Dischi Ricordi was an Italian record company founded on by Nanni Ricordi and Franco Crepax (brother of Guido Crepax), active from 1958 to 1994.

== History ==
Dischi Ricordi had its seat in Milan (Via Giovanni Berchet, 2). In 1994, the company was bought by BMG, who acquired the catalog while maintaining the historical logo.
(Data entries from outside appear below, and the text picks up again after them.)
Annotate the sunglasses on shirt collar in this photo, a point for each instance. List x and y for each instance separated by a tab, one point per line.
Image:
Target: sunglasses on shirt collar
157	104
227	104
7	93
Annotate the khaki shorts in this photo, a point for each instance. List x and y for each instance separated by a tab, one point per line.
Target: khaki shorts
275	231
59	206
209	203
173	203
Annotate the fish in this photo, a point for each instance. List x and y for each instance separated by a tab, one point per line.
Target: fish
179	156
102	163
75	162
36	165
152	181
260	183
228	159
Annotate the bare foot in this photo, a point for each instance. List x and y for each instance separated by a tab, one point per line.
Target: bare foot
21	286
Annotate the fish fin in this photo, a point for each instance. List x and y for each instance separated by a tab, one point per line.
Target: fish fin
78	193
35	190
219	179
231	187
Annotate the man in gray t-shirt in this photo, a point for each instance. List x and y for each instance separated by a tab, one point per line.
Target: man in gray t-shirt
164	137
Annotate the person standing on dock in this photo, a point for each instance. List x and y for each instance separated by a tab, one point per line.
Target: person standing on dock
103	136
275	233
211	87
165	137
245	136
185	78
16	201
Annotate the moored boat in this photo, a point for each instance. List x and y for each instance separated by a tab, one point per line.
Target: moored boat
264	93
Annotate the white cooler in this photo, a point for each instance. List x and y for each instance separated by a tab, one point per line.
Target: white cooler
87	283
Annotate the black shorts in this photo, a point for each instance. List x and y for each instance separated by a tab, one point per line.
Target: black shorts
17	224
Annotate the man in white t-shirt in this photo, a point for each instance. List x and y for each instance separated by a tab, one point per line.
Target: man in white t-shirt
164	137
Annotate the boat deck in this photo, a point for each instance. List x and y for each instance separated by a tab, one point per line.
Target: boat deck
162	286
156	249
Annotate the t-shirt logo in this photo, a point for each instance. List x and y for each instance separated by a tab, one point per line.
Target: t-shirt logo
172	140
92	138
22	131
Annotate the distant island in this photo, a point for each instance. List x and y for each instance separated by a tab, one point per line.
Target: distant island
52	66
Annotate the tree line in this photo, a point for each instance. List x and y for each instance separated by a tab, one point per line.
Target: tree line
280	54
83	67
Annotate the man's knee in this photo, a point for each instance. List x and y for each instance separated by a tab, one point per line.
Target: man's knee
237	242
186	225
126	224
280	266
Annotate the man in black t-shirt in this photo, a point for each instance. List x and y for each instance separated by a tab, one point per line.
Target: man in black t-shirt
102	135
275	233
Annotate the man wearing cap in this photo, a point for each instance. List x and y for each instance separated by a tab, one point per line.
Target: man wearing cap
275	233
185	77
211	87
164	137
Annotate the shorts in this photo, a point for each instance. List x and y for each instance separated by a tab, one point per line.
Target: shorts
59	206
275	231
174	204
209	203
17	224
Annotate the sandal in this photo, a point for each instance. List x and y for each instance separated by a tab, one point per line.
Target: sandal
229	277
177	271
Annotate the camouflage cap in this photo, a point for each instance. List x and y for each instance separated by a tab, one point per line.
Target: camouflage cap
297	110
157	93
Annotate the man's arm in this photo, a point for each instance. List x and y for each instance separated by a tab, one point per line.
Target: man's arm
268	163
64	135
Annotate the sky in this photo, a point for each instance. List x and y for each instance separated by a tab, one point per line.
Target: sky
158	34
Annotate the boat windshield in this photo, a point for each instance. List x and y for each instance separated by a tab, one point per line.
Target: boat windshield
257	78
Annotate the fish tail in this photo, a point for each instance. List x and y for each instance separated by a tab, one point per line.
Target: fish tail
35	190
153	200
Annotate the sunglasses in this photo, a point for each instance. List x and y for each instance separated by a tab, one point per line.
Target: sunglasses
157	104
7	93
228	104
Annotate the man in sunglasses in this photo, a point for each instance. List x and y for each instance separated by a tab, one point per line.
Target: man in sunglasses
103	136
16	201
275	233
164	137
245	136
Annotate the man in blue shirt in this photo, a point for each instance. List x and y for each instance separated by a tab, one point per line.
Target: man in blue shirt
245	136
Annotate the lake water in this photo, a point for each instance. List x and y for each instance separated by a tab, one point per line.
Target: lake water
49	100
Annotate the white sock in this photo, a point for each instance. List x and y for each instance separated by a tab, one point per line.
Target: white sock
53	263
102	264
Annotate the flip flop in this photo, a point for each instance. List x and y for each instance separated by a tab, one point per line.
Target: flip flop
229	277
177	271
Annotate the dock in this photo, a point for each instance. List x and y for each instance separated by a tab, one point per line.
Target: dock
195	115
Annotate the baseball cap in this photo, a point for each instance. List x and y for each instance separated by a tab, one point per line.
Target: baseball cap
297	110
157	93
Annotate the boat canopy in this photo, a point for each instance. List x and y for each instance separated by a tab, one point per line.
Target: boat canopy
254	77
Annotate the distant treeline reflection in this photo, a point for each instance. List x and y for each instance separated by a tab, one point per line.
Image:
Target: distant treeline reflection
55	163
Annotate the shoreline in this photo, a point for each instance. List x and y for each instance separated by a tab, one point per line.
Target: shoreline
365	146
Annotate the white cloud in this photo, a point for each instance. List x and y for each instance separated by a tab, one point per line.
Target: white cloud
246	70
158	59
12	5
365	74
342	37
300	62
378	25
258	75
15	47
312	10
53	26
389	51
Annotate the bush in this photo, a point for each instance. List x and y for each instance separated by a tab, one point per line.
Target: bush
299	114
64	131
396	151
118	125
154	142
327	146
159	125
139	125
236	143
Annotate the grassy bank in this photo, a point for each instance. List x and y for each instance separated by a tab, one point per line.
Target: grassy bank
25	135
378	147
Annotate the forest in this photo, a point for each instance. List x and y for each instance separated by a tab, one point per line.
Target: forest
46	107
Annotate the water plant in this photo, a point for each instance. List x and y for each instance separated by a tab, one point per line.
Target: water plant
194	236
In October 1958, the 1st album was released by Maria Callas and, at the beginning of November, the first 45 RPM by Giorgio Gaber.

Among the many artists published are: Gino Paoli, Luigi Tenco, Ornella Vanoni, Umberto Bindi, Sergio Endrigo, Enzo Jannacci, Quartetto Cetra, Emilio Pericoli, Bobby Solo, Lucio Battisti, Fabrizio De André, Dik Dik, Equipe 84, Edoardo Bennato, Banco del Mutuo Soccorso, Patty Pravo, Milva, Mia Martini, Franco Califano.

In 1994, the year that saw the artists Aleandro Baldi and Giorgio Faletti (produced by the label) to peak 1st and 2nd at the Sanremo Music Festival, Guido Rignano, last owner signs the bill of sale of the "Gruppo Ricordi" to the multinational BMG.